KalVista Pharmaceuticals, Inc. reported its financial results for the quarter ending July 31, 2025, revealing a significant milestone as the company generated product revenue for the first time, totaling $1.4 million. This revenue was attributed to the recent FDA approval of EKTERLY® (sebetralstat), an oral therapy for hereditary angioedema (HAE), which was launched in the U.S. on July 3, 2025. In contrast, the company had no product revenue in the same quarter of the previous year. However, KalVista incurred a net loss of $60.1 million for the quarter, compared to a net loss of $40.4 million in the prior year, reflecting increased operational expenses associated with the product launch and ongoing research and development activities.
Total operating expenses for the quarter were $60.4 million, up from $44.2 million in the same period last year. The increase was primarily driven by a rise in selling, general, and administrative expenses, which surged to $44.7 million from $17.6 million, as the company ramped up its commercialization efforts for EKTERLY. Research and development expenses decreased to $15.2 million from $26.6 million, largely due to reduced spending on the product and other R&D activities. The company’s accumulated deficit as of July 31, 2025, stood at $713.3 million, with total assets of $215.5 million, down from $250.8 million at the end of April 2025.
KalVista's operational developments included the successful launch of EKTERLY, which is now the first oral, on-demand therapy for HAE, a significant advancement in treatment options for patients. The company also entered into a License, Supply and Distribution Agreement with Kaken Pharmaceutical Co., Ltd. for exclusive commercialization rights in Japan, receiving an upfront payment of $11 million. Additionally, the company received a $22 million milestone payment from DRI Healthcare Acquisitions LP following the FDA approval of EKTERLY, which increased the royalty rate on net sales.

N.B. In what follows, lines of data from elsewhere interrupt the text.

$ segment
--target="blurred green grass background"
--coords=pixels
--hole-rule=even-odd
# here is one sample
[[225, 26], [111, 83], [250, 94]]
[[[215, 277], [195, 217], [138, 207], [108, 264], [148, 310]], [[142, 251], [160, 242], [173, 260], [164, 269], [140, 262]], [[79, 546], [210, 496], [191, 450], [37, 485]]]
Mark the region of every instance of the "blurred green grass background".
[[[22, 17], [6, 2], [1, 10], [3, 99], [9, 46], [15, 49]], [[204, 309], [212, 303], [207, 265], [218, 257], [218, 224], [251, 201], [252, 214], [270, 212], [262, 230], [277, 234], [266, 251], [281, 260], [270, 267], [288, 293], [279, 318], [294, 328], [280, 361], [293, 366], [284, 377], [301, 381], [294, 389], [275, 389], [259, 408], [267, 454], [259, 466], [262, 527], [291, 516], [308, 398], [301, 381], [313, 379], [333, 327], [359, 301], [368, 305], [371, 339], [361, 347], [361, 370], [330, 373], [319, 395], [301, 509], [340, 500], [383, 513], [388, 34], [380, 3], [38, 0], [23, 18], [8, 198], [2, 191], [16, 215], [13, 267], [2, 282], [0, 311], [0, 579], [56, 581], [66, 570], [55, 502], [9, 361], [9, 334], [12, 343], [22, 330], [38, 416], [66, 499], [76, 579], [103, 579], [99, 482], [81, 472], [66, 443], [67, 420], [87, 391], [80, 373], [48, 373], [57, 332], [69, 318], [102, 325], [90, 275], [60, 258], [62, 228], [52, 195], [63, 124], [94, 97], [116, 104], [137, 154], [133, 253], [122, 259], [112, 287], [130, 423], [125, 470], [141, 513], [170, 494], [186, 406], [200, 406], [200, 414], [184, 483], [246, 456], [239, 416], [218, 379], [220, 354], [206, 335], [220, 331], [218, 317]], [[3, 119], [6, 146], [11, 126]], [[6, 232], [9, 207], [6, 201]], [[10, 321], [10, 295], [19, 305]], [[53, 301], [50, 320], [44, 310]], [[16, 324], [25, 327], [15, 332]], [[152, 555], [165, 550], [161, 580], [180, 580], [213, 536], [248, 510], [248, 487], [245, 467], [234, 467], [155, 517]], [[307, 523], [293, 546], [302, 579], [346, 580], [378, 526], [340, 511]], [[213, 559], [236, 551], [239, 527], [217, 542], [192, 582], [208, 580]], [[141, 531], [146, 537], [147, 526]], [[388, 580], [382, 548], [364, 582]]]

In terms of liquidity, KalVista reported cash and cash equivalents of $124.3 million as of July 31, 2025, down from $131.6 million at the end of April 2025. The company anticipates that its existing capital resources will be sufficient to fund operations for at least the next twelve months. KalVista has also established a sales agreement allowing it to offer up to $100 million in common stock, although no shares were sold under this agreement during the reported quarter. The company expects to continue incurring losses as it commercializes EKTERLY and develops additional product candidates.
Looking ahead, KalVista remains focused on expanding the market presence of EKTERLY and pursuing regulatory approvals in other regions, including Europe and Japan. The company is also committed to advancing its pipeline of therapies for rare diseases, while managing the financial implications of its ongoing operational expenditures.
About KalVista Pharmaceuticals, Inc.
KalVista Pharmaceuticals is a biopharmaceutical company focused on developing oral therapies for rare diseases, primarily hereditary angioedema (HAE). Its flagship product, EKTERLY (sebetralstat), is an oral on-demand treatment for HAE attacks, targeting plasma kallikrein. The company advances its pipeline through research, strategic licensing, and global regulatory efforts, competing with established biotech and pharma firms in the rare disease space. It emphasizes innovation, intellectual property, and global commercialization.